MediaWiktory, The MediaWiki Client

Gem Version Build Status

MediaWiktory is a MediaWiki (think Wikipedia, Wiktionary and others) API client. It is the only client that allows (almost) full access to MediaWiki API powers without loosing of Ruby powers.

No, seriously.

MediaWiki API currently is very powerful and full-featured (thought not very easy to use). Things like "fetch first 50 pages from that category alongside with their revision history and interwiki links and mediafile stats" are typically done with one carefully constructed request and return lots of useful information.

Yes, there already are several API clients for Ruby, including "official" one. Typical approach for all of them is thick wrapper around some functionality (like "login and edit pages" or "search and analyze pages"), and leave all the other cool things for generic action method (at best), or without any coverage at all.
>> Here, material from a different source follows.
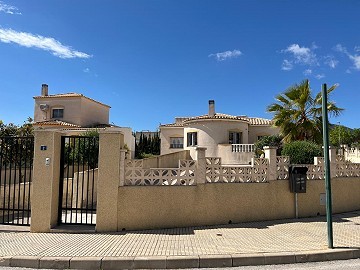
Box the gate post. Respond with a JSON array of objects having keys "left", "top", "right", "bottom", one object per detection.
[
  {"left": 96, "top": 130, "right": 124, "bottom": 232},
  {"left": 30, "top": 130, "right": 62, "bottom": 232}
]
MediaWiktory, to the contrary is:

  • thin wrapper...
  • around all MediaWiki API features...
  • making access to them available through idiomatic Ruby code, easy to use and clearly documented.

Examples

Example 1. Fetching page's text and metadata:

api = MediaWiktory::Wikipedia::Api.new
response = api.query.       # "query" action is a basis for all pages/categories/meta receiving
  titles('Argentina').      # query page titles: Argentina
  prop(:info, :revisions).  # query page properties: info, revisions
  prop(:url, :content).     # query those properties subproperties: full URL (from info) and content (from revisions)
  response                  # perform query and parse it!

page = response['pages'].values.first
puts page['title']
# Prints:
#  Argentina
puts page['fullurl']
# Prints:
#  https://en.wikipedia.org/wiki/Argentina
puts page['revisions'].first['*'].slice(0..200) # first 200 chars of page contents
# Prints:
#  {{other uses}}
#  {{pp-semi|small=yes}}
#  {{Use dmy dates|date=March 2017}}
#  {{Coord|34|S|64|W|display=title}}
#  {{Infobox country
#  |coordinates = {{Coord|34|36|S|58|23|W|type:city}}
#  |conventional_long_name = A

Note, that for using MediaWiktory API wrapper you need to understand the underlying API. While previous experience might make you expect something like api.page('Argentina').text, in fact you should use the query action, request page title 'Argentina', its :revisions property, its :content subproperty—and voila, you have a 1-element list of revisions for the page and last revisions '*' key has page's text.

The good news is all methods are documented at RubyDoc.info. Most of the time, the documentation has enough details, so you don't need to refer to MediaWiki official docs.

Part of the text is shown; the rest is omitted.